In Tuesday’s 3-2 loss, Cincinnati's final 13 batters were hitless following a bizarre 9-2 forceout play. About two hours before Wednesday’s game, players from both teams decided to not play in an effort to spotlight social justice.

“No doubt about it, it’s been a long couple of days for us,” Gray said. “It’s been a little bit of a long 48 hours, 24 hours. But we wanted to come out today and play a good baseball game and walk away with the win.”

In his Major League debut, Jose Garcia squibbed a two-out roller up the third-base line -- which had an exit velocity of 69.8 mph, per Statcast -- that touched the bag for his first big league hit in the second. That kept the door open for Casali to hit an RBI single to left field for a 1-0 lead.

Leading off the third against Brewers starter Adrian Houser, Castellanos crushed a 2-2 pitch -- with a 36-degree launch angle -- off the batter’s eye in center field for his 10th homer of the season. Winker followed with an opposite-field homer to left on a 2-1 pitch.

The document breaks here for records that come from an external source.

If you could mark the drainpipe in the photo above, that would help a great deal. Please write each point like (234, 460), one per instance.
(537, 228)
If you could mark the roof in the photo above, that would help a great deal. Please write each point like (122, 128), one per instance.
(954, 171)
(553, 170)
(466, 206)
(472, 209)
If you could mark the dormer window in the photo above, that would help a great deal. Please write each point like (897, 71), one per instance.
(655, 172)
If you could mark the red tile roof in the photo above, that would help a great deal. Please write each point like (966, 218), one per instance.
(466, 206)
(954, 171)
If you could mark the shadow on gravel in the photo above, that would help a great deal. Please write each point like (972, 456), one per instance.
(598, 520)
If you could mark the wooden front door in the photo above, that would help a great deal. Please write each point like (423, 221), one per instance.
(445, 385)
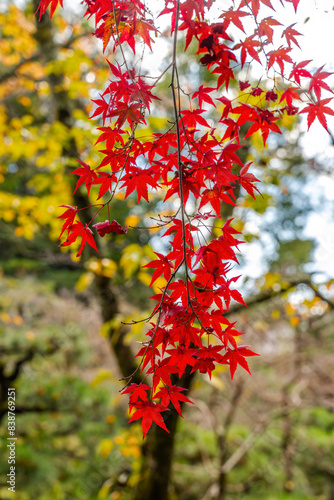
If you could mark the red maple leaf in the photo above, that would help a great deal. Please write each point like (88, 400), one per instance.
(43, 5)
(248, 46)
(149, 412)
(237, 356)
(162, 265)
(86, 176)
(106, 227)
(317, 82)
(125, 112)
(106, 181)
(290, 35)
(299, 71)
(138, 179)
(254, 5)
(69, 214)
(192, 118)
(318, 110)
(289, 94)
(137, 392)
(246, 180)
(142, 28)
(202, 95)
(279, 56)
(265, 28)
(79, 230)
(172, 394)
(233, 16)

Castellanos led off the fifth against Houser with a double. Milwaukee then called on lefty reliever Alex Claudio to face the lefty-hitting Winker, and it backfired. Winker slugged a 2-2 pitch -- again the opposite way -- for a two-run homer to left field and a 5-0 lead.

Castellanos added a sacrifice fly in the sixth that scored Garcia for a six-run lead.

Entering the day, Cincinnati was ranked 29th out of 30 MLB clubs in batting average and had notched only 26 hits over its previous six games. In Thursday's Game 1, the Reds notched a season-high-tying 12 hits.

Castellanos had been struggling after opening the season with a 12-game hitting streak, while Winker heated up after an early slump. On Thursday, they combined forces.

“They jump-started this thing early, and we added on,” Gray said.